Daran haben wir uns am vergangenen Wochenende erinnert. Wir hatten nämlich wieder Klassentreffen. Andere haben das auch, alle ein, zwei Jahrzehnte. Wir aber, die 13 b von 1976 vom Gymnasium Neu-Ulm, wir haben es jedes Jahr. Und nicht nur einen Abend lang, sondern gleich ein ganzes Wochenende. In einem früheren Pfarrhaus im Unterallgäu. Ein Haus mit Stockbetten und Tischtennisraum, in der funktionalen Küche stapelbares Geschirr. Das glaubt einem kein Mensch. Und wenn, dann haben die meisten nur einen mitleidigen Blick übrig: Warum sollte man seine Zeit freiwillig ausgerechnet mit den Leuten verbringen, die einen in der Schule nicht haben abschreiben lassen?

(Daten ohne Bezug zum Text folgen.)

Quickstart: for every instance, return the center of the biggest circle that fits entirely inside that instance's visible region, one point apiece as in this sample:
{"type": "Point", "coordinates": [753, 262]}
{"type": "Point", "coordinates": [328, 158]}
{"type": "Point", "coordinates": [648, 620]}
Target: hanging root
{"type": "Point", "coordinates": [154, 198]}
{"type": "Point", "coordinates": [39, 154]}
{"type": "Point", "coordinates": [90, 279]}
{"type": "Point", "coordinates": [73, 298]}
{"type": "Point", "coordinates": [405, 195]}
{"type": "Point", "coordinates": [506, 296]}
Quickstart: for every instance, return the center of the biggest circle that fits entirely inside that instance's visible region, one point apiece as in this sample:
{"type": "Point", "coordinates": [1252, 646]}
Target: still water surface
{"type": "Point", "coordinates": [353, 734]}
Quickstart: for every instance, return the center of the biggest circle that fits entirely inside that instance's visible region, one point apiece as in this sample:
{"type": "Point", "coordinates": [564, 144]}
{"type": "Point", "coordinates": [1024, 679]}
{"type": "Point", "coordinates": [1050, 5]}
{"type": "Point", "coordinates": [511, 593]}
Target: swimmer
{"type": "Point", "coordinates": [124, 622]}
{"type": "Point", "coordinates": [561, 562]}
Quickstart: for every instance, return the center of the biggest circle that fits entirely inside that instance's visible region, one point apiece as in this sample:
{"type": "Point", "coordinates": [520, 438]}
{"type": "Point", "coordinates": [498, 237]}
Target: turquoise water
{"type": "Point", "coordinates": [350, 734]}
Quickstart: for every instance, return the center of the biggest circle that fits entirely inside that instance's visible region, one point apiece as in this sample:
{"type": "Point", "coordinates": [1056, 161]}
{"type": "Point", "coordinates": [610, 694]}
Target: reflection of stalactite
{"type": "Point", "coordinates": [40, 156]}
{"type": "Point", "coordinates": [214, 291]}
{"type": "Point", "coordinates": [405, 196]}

Nun, wir hatten da offenbar Glück. Wir hatten schlaue, solidarische Mitschülerinnen, die uns ihre Hefte ohne Murren zum Abkupfern gaben. Als "Fahrschüler" hatten wir im Schienenbus schon Gelegenheit, unsere Mathe-Hausaufgaben zu vervollständigen. Wir hatten außerdem einen tendenziell sadistischen Deutsch-, Geschichte- und Sozialkundelehrer, der uns wie kein anderer lehrte, zusammenzuhalten - gegen ihn. Und es gab Ede, zwei Jahre älter als die meisten, der in der elften zu uns kam und uns ansteckte mit seiner Lust aufs Partymachen. So kam eins zum andern, aus der Klasse entstanden einige Paare, drei davon bis heute verheiratet. Alles Grund genug, sich zuverlässig einmal im Jahr zu treffen. Wen, außer den eigenen Geschwistern, kennt man so lang und so gut? Da muss man nicht viel erklären, da kann man einfach nahtlos weitermachen, weitererzählen.

Wieder daheim, sind wir noch voll der Eindrücke, so froh, dass alles trotz der notwendigen Corona- Hygieneregeln gut geklappt hat. Bloß im Speicher der Kamera, das fällt uns erst jetzt auf, finden sich keine neuen Bilder. Vor lauter Ratschen und Kochen haben wir das Fotografieren völlig vergessen. Das macht aber nichts. Es gibt ja so viele Schnappschüsse aus den Vorjahren. Und anders als die Protagonisten von Mahlers "Abiturienten"-Langzeitprojekt haben wir uns schließlich auch kein bisschen verändert...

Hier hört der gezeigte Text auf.